By using WhatsApp web and viewing the browser's local storage, senders can easily see the device identities and monitor changes over time. Be'ery confirmed through testing that this data matches actual user devices and is available even for blocked contacts.

The identity store table: All contacts’ devices and their Identity Keys

The privacy implications of this are concerning. Attackers could use this information to target the most vulnerable devices, pinpoint attacks for specific devices, or detect when users get new devices to re-target them. Be'ery notes even non-technical users like jealous spouses could monitor devices or leverage the info.

Be'ery responsibly disclosed this issue to Meta's bug bounty program, but it was rejected as Meta mentioned the protocol is working as designed rather than a bug. He suggests adding user controls to limit identity exposure to only contacts as a solution.

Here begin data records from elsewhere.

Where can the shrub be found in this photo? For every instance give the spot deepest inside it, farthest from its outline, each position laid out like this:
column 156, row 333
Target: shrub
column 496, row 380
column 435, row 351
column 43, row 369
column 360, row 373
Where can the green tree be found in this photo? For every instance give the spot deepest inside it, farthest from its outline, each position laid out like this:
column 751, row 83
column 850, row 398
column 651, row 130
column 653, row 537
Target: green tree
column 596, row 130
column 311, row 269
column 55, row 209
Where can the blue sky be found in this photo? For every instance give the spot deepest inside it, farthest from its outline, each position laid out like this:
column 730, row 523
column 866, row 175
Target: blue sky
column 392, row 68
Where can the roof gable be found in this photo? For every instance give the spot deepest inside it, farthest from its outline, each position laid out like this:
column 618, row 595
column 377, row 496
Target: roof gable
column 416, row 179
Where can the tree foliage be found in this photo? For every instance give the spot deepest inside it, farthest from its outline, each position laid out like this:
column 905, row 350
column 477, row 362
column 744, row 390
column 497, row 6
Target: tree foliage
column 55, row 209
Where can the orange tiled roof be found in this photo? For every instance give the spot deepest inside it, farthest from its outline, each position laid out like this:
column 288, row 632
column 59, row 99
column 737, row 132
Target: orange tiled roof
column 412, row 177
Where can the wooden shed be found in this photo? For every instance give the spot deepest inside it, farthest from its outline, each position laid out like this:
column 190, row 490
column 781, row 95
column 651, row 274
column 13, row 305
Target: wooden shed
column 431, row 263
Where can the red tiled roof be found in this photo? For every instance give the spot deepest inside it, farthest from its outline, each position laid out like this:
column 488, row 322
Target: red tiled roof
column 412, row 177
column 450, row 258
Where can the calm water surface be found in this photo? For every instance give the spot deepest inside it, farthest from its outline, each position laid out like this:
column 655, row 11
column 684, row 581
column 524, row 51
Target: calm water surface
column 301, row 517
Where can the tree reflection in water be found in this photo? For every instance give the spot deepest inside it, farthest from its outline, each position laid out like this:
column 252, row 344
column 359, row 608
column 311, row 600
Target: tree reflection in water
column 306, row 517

This research highlights a troubling vulnerability in WhatsApp's vaunted end-to-end encryption. While messages are encrypted in transit, the collateral leakage of device information outside of contacts undermines user privacy and security.

As Be'ery states, with over 2 billion users, WhatsApp has an enormous responsibility to safeguard user data. This exposure of device information without user consent appears to contradict Meta's public commitments to "designing for privacy" in its products.

For now, WhatsApp users should be aware that their device information is visible to anyone they interact with on the platform. Expert users may want to limit linked devices or regularly reset installation keys to minimize long-term tracking.

As encryption and privacy continue to be competitive priorities for tech companies, this research underscores the need for rigorous external auditing of protocols and designs. Cryptography is complex - accountability from outside experts can ensure big platforms aren't compromising user privacy in the name of convenience.